Diabetes and Obesity Center, School of Medicine, University of Louisville, Louisville, KY 40202, United States.
Chem Biol Interact. 2011 May 30;191(1-3):177-84. doi: 10.1016/j.cbi.2011.01.020. Epub 2011 Jan 27.
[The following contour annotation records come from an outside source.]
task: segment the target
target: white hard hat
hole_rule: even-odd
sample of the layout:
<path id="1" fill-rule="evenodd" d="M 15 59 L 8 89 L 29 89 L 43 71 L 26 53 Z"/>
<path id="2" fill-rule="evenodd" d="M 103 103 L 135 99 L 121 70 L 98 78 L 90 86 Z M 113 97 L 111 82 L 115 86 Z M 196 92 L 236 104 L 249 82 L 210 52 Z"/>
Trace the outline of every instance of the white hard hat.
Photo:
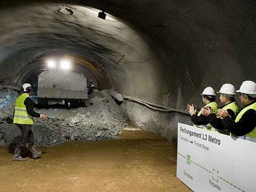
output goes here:
<path id="1" fill-rule="evenodd" d="M 207 86 L 201 94 L 216 96 L 215 91 L 210 86 Z"/>
<path id="2" fill-rule="evenodd" d="M 236 90 L 233 85 L 225 83 L 223 84 L 220 90 L 217 93 L 230 95 L 236 95 Z"/>
<path id="3" fill-rule="evenodd" d="M 22 85 L 23 91 L 29 91 L 29 88 L 31 88 L 31 85 L 29 83 L 24 83 Z"/>
<path id="4" fill-rule="evenodd" d="M 242 82 L 240 89 L 236 92 L 249 95 L 254 94 L 256 96 L 256 83 L 252 81 L 244 81 Z"/>

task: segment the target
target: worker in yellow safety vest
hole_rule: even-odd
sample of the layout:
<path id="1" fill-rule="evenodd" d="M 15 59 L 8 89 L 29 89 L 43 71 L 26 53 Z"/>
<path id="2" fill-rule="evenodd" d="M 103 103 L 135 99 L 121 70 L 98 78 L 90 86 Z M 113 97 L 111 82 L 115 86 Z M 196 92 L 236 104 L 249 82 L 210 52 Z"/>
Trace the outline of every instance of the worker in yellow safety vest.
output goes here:
<path id="1" fill-rule="evenodd" d="M 219 109 L 217 115 L 223 119 L 224 127 L 231 133 L 256 142 L 256 83 L 245 81 L 236 92 L 239 93 L 240 101 L 244 107 L 236 119 L 232 119 L 224 109 Z"/>
<path id="2" fill-rule="evenodd" d="M 229 116 L 233 119 L 236 119 L 236 115 L 239 112 L 239 106 L 236 102 L 234 96 L 236 90 L 231 84 L 225 83 L 220 88 L 220 101 L 222 105 L 221 109 L 226 110 Z M 208 108 L 202 108 L 202 114 L 207 117 L 208 122 L 211 124 L 218 131 L 225 135 L 230 135 L 230 133 L 225 129 L 221 122 L 221 119 L 218 118 L 216 114 L 211 112 Z"/>
<path id="3" fill-rule="evenodd" d="M 216 114 L 218 110 L 218 104 L 215 101 L 215 91 L 211 87 L 208 86 L 203 90 L 201 95 L 202 95 L 202 101 L 205 104 L 204 107 L 211 109 L 213 113 Z M 202 114 L 202 111 L 197 114 L 197 109 L 193 104 L 187 104 L 187 110 L 191 115 L 191 120 L 194 123 L 194 127 L 210 131 L 216 131 L 211 124 L 208 123 L 207 117 Z"/>
<path id="4" fill-rule="evenodd" d="M 16 99 L 15 102 L 14 123 L 17 125 L 22 132 L 22 139 L 14 149 L 14 161 L 23 161 L 26 158 L 21 156 L 21 149 L 26 148 L 28 144 L 28 149 L 30 151 L 33 159 L 41 157 L 41 152 L 38 152 L 34 147 L 34 135 L 31 130 L 32 125 L 34 124 L 34 117 L 40 117 L 47 119 L 46 115 L 40 114 L 33 109 L 33 103 L 30 98 L 32 94 L 32 86 L 29 83 L 25 83 L 22 86 L 23 93 Z"/>

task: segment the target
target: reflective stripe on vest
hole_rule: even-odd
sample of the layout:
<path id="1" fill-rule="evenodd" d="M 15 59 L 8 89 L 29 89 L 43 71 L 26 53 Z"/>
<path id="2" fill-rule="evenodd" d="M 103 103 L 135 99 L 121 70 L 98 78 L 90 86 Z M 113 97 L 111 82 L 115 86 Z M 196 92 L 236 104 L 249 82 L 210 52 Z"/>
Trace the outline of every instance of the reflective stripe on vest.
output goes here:
<path id="1" fill-rule="evenodd" d="M 205 107 L 210 107 L 211 108 L 213 113 L 213 114 L 216 114 L 218 112 L 218 104 L 215 101 L 215 102 L 209 102 L 208 104 L 207 104 Z M 197 116 L 200 116 L 202 114 L 202 111 L 199 111 L 199 112 L 197 114 Z M 197 128 L 206 128 L 207 130 L 209 130 L 209 131 L 216 131 L 218 132 L 215 128 L 213 128 L 213 127 L 211 126 L 211 124 L 208 123 L 207 125 L 194 125 L 194 126 L 195 127 L 197 127 Z"/>
<path id="2" fill-rule="evenodd" d="M 236 101 L 229 103 L 226 106 L 224 106 L 222 109 L 227 110 L 231 109 L 235 114 L 235 115 L 237 115 L 238 112 L 239 112 L 239 106 L 236 103 Z"/>
<path id="3" fill-rule="evenodd" d="M 235 120 L 236 123 L 238 122 L 240 119 L 242 118 L 244 113 L 249 109 L 254 109 L 256 111 L 256 102 L 254 102 L 253 104 L 249 105 L 249 106 L 244 107 L 236 117 L 236 120 Z M 252 120 L 255 120 L 252 119 Z M 245 140 L 250 140 L 250 141 L 253 141 L 253 140 L 256 140 L 256 127 L 255 127 L 254 129 L 250 133 L 245 135 Z"/>
<path id="4" fill-rule="evenodd" d="M 33 117 L 28 115 L 24 101 L 28 98 L 27 93 L 23 93 L 17 98 L 15 102 L 15 111 L 14 117 L 14 123 L 33 125 L 34 120 Z"/>
<path id="5" fill-rule="evenodd" d="M 233 101 L 232 102 L 229 103 L 228 104 L 227 104 L 226 106 L 224 106 L 221 109 L 224 109 L 224 110 L 231 109 L 234 112 L 234 113 L 235 114 L 235 116 L 237 115 L 237 114 L 238 114 L 238 112 L 239 112 L 239 110 L 240 110 L 239 106 L 238 106 L 237 103 L 236 101 Z M 230 116 L 230 117 L 231 117 Z M 240 137 L 238 137 L 238 136 L 234 135 L 232 133 L 230 133 L 229 135 L 233 136 L 235 136 L 235 137 L 237 137 L 237 138 L 240 138 Z"/>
The Aldo Keto Reductases (AKRs) are a superfamily of enzymes that catalyze the reduction of biogenic and xenobiotic aldehydes and ketones. AKR1B family has 2 known members in humans and 3 in rodents. Two novel gene loci, hereafter referred to as AKR1B15 in human and Akr1b16 in mouse have been predicted to exist within the AKR1B clusters. AKR1B15 displays 91% and 67% sequence identity with human genes AKR1B10 and AKR1B1, respectively while Akr1b16 shares 82-84% identity with murine Akr1b8 and Akr1b7. We tested the hypothesis that AKR1B15 and Akr1b16 genes are expressed as functional proteins in human and murine tissues, respectively. Using whole tissue mRNA, we were able to clone the full-length open reading frames for AKR1B15 from human eye and testes, and Akr1b16 from murine spleen, demonstrating that these genes are transcriptionally active. The corresponding cDNAs were cloned into pET28a and pIRES-hrGFP-1α vectors for bacterial and mammalian expression, respectively. Both genes were expressed as 36kDa proteins found in the insoluble fraction of bacterial cell lysate. These proteins, expressed in bacteria showed no enzymatic activity. However, lysates from COS-7 cells transfected with AKR1B15 showed a 4.8-fold (with p-nitrobenzaldehyde) and 3.3-fold (with dl-glyceraldehyde) increase in enzyme activity compared with untransfected COS-7 cells. The Akr1b16 transcript was shown to be ubiquitously expressed in murine tissues. Highest levels of transcript were found in heart, spleen, and lung. From these observations we conclude that the predicted AKR1B15 and 1b16 genes are expressed in several murine and human tissues. Further studies are required to elucidate their physiological roles.
醛酮还原酶(AKR)是一个超家族的酶,能够催化生物和异源醛酮的还原。AKR1B 家族在人类中有 2 个已知成员,在啮齿动物中有 3 个。两个新的基因座,以下分别称为人类的 AKR1B15 和小鼠的 Akr1b16,被预测存在于 AKR1B 簇内。AKR1B15 与人类基因 AKR1B10 和 AKR1B1 分别具有 91%和 67%的序列同一性,而 Akr1b16 与鼠类 Akr1b8 和 Akr1b7 具有 82-84%的同一性。我们测试了以下假设:AKR1B15 和 Akr1b16 基因分别在人类和鼠类组织中表达为功能性蛋白质。使用全组织 mRNA,我们能够从人眼和睾丸中克隆 AKR1B15 的全长开放阅读框,并从鼠脾中克隆出 Akr1b16,证明这些基因是转录活跃的。相应的 cDNA 被克隆到 pET28a 和 pIRES-hrGFP-1α 载体中,分别用于细菌和哺乳动物的表达。这两个基因都被表达为 36kDa 的蛋白质,存在于细菌细胞裂解物的不溶性部分中。这些在细菌中表达的蛋白质没有酶活性。然而,用 AKR1B15 转染的 COS-7 细胞的裂解物与未转染的 COS-7 细胞相比,酶活性分别增加了 4.8 倍(用对硝基苯甲醛)和 3.3 倍(用 dl-甘油醛)。Akr1b16 的转录本在鼠组织中广泛表达。在心脏、脾脏和肺中发现的转录本水平最高。从这些观察结果中,我们得出结论,预测的 AKR1B15 和 1b16 基因在几种人类和鼠类组织中表达。需要进一步的研究来阐明它们的生理作用。